Introduction to K Nearest Neighbors (KNN)

Purpose: In this notebook we introduce the \(k\) nearest neighbors classifier. In particular, we note that

the \(k\) in the name of the classifier indicates the number of voting neighbors when a prediction is made.
nearest neighbors is a distance-based model.
- Numerical predictors should be scaled in order to use this class of model.
- Categorical predictors are not supported by nearest neighbor models without significant assumptions made regarding relationships between their levels.
- Nearest neighbor models suffer greatly from the curse of dimensionality.

The Big Idea

A nearest neighbor model assumes that observations are most like those nearest to them. The nearest neighbor model makes predictions on a new observation in the following way:

Identify the \(k\) observations which are closest to the new observation. (Note: It is possible to use a variety of distance metrics, not just the Euclidean metric.)
Allow those \(k\) “nearest neighbors” to vote on the response for the new observation.

The following visual may be helpful.

About KNN

Given the two stage process, you might note that a nearest neighbor model isn’t actually trained. The “locations” and responses for the training data are simply stored, and when a prediction is to be made, the algorithm is run. This has several implications.

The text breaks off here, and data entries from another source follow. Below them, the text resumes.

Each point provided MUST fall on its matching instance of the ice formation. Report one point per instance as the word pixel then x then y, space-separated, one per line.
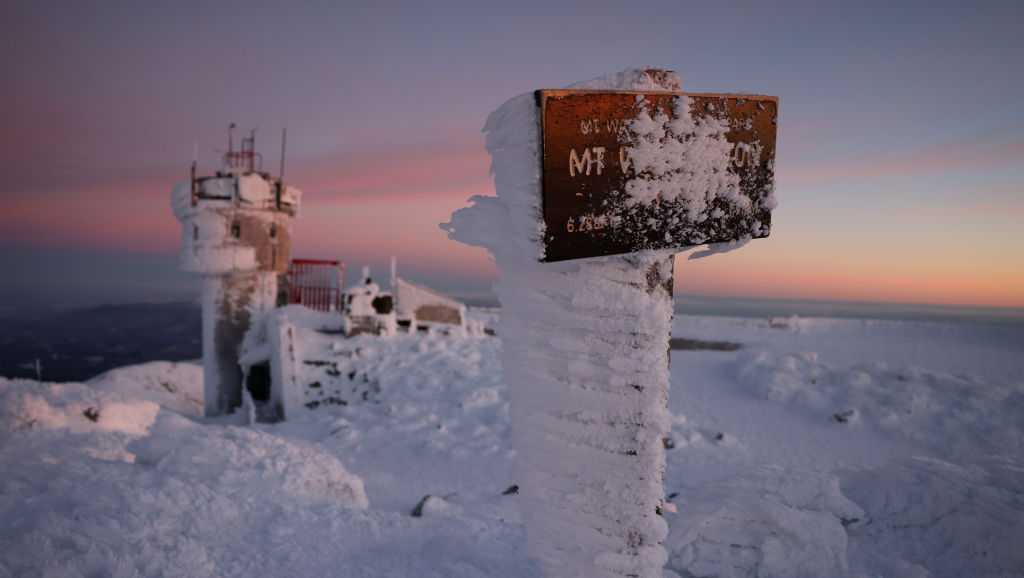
pixel 679 158
pixel 585 353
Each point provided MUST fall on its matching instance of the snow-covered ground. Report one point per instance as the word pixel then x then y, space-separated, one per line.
pixel 819 448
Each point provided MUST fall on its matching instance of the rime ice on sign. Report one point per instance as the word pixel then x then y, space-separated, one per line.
pixel 626 171
pixel 586 342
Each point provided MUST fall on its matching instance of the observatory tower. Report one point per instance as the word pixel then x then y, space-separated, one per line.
pixel 236 232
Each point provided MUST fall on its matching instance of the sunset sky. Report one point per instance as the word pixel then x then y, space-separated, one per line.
pixel 900 147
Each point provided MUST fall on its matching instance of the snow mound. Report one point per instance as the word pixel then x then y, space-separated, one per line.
pixel 177 386
pixel 27 405
pixel 931 518
pixel 255 462
pixel 956 414
pixel 769 523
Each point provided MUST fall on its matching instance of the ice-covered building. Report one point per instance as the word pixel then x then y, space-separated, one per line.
pixel 236 232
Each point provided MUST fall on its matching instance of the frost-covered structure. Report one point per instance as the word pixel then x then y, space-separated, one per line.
pixel 236 232
pixel 420 306
pixel 585 354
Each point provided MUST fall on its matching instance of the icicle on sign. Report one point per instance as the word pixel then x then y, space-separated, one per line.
pixel 628 171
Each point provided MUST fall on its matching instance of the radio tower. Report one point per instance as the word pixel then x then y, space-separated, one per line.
pixel 236 232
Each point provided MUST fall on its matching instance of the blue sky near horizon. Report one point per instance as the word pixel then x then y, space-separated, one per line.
pixel 899 168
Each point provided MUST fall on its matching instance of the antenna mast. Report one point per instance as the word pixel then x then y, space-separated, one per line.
pixel 284 142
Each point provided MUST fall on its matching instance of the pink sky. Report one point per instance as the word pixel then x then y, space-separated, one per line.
pixel 364 208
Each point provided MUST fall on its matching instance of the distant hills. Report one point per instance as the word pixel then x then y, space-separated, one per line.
pixel 77 344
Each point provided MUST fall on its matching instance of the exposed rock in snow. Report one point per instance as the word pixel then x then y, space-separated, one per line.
pixel 176 386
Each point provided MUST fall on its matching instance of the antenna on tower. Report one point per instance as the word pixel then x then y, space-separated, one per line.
pixel 284 142
pixel 281 174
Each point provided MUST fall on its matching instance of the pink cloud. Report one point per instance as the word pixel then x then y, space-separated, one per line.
pixel 971 155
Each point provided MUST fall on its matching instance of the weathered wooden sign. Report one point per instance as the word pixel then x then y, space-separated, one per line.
pixel 627 171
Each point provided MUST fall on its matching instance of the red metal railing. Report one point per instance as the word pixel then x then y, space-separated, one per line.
pixel 317 284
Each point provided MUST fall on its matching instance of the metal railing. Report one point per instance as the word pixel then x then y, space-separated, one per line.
pixel 317 284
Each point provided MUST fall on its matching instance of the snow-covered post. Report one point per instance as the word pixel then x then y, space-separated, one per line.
pixel 586 342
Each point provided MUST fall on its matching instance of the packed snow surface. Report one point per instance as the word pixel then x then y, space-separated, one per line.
pixel 820 448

The nearest neighbor approach is not a model, it is really an algorithm to obtain predictions.
The nearest neighbor approach is expensive in terms of memory requirements because the entire “training” set must be stored in perpetuity.
The nearest neighbor approach is expensive in terms of compute time because the algorithm must be run in full every time a new prediction is to be made.
The nearest neighbors algorithm is non-parametric and no functional form is estimated.
- This means that nearest neighbors does not result in an interpretable model like linear regression, logistic regression, decision trees, or others do.

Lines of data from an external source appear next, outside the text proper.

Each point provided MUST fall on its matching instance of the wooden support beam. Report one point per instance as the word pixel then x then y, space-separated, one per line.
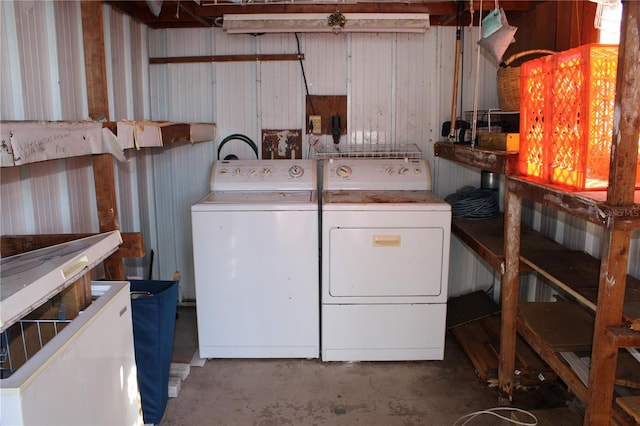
pixel 94 59
pixel 104 178
pixel 132 243
pixel 624 154
pixel 510 283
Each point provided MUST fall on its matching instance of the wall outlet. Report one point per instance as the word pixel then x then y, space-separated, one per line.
pixel 315 123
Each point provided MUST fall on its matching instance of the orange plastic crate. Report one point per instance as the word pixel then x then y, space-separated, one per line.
pixel 567 103
pixel 533 87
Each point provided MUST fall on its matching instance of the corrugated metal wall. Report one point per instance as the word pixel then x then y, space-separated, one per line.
pixel 398 88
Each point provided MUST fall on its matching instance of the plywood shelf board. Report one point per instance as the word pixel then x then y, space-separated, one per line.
pixel 577 274
pixel 503 162
pixel 562 326
pixel 562 369
pixel 587 205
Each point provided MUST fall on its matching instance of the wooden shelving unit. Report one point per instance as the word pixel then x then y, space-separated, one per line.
pixel 600 288
pixel 614 297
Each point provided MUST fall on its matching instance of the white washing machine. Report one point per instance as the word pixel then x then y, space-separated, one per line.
pixel 385 260
pixel 256 246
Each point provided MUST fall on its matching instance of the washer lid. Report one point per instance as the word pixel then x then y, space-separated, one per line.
pixel 263 175
pixel 259 197
pixel 376 174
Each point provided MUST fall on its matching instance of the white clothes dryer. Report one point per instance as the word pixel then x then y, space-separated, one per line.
pixel 385 260
pixel 256 245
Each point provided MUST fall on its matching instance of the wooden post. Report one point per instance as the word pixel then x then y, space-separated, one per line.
pixel 613 269
pixel 94 59
pixel 510 281
pixel 103 173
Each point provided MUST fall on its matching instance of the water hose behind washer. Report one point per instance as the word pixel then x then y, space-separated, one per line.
pixel 238 136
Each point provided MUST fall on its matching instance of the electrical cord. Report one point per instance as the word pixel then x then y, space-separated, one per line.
pixel 494 412
pixel 473 204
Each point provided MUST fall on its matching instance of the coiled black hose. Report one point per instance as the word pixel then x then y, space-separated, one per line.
pixel 473 204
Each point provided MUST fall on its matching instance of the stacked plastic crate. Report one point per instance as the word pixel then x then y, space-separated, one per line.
pixel 566 116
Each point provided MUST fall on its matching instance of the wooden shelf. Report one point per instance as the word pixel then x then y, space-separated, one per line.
pixel 576 274
pixel 587 205
pixel 486 238
pixel 503 162
pixel 535 324
pixel 562 369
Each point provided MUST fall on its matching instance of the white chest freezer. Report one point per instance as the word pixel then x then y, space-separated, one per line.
pixel 62 370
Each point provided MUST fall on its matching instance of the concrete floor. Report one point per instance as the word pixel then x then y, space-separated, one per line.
pixel 309 392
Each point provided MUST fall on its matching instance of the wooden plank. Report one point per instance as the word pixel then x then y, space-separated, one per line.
pixel 132 243
pixel 533 368
pixel 550 357
pixel 631 406
pixel 477 345
pixel 562 326
pixel 503 162
pixel 225 58
pixel 576 274
pixel 591 206
pixel 470 307
pixel 485 237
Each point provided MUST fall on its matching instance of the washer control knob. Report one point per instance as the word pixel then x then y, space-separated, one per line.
pixel 296 171
pixel 343 171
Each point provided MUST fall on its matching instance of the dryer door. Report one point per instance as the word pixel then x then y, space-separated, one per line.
pixel 385 262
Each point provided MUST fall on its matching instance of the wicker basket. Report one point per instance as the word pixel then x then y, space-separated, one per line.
pixel 509 80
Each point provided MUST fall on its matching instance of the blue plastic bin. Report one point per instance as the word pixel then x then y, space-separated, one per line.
pixel 153 308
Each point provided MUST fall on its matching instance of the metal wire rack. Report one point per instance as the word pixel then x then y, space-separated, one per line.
pixel 23 340
pixel 367 151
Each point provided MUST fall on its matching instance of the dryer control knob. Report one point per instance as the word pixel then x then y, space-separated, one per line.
pixel 296 171
pixel 343 171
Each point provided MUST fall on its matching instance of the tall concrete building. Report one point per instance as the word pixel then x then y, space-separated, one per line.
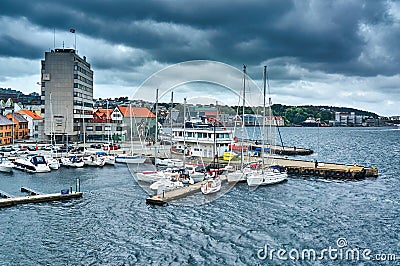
pixel 66 94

Where nearest neighbor approaches have the drawbacks cited above, they do have some significant advantages. In particular, they can approximate very complex decision boundaries. We can also tune the parameter \(k\) in order to obtain an appropriately flexible boundary.

Regression and Classification

It is worth noting that \(k\) nearest neighbors can be used in both the classification and regression settings.

For classification, each neighbor provides a vote for the class of the new observation and the plurality wins.
For regression, the value of the response for each of the nearest neighbors are averaged to obtain the predicted response for the new observation.

How to Implement in `{tidymodels}`

A KNN classifier is a model class (that is, a model specification). We define our intention to build a KNN classifier using

knn_clf_spec <- nearest_neighbor() %>%
  set_engine("kknn") %>%
  set_mode("classification")

K Nearest Neighbors can be used for both regression and classification. For this reason, the line to set_mode() is required when declaring the model specification. The line to set_engine() above is unnecessary since kknn is the default engine. There are other available engines though.

Hyperparameters and Other Extras

Like other model classes, nearest neighbors have tunable hyperparameters. They are

neighbors, which determines the number of voting neighbors to determine the model’s ultimate prediction on a new observation.
- Remember, the fewer voting neighbors, the more flexible the model is.
weight_func determines how we’ll compute distances between observations. More than just Euclidean distance ("rectangular") are available.

You can see the full {parsnip} documentation for nearest_neighbor() here.

Summary

In this notebook we learned a bit about the \(k\) nearest neighbors algorithm. In particular, we saw that this is a distance-based algorithm which can be used for either regression or classification. We also saw that it is a non-parametric method which does not result in a model and cannot be interpreted. The algorithm is run every time a new prediction is to be made, making nearest neighbors an expensive algorithm in terms of both space and time. While nearest neighbors has its drawbacks it is a powerful technique which can fit very complex decision boundaries in the classification setting and can approximate complex functions well in the regression setting. Nearest neighbors also makes no distribution assumptions about the underlying data – only that observations are most similar to those around them.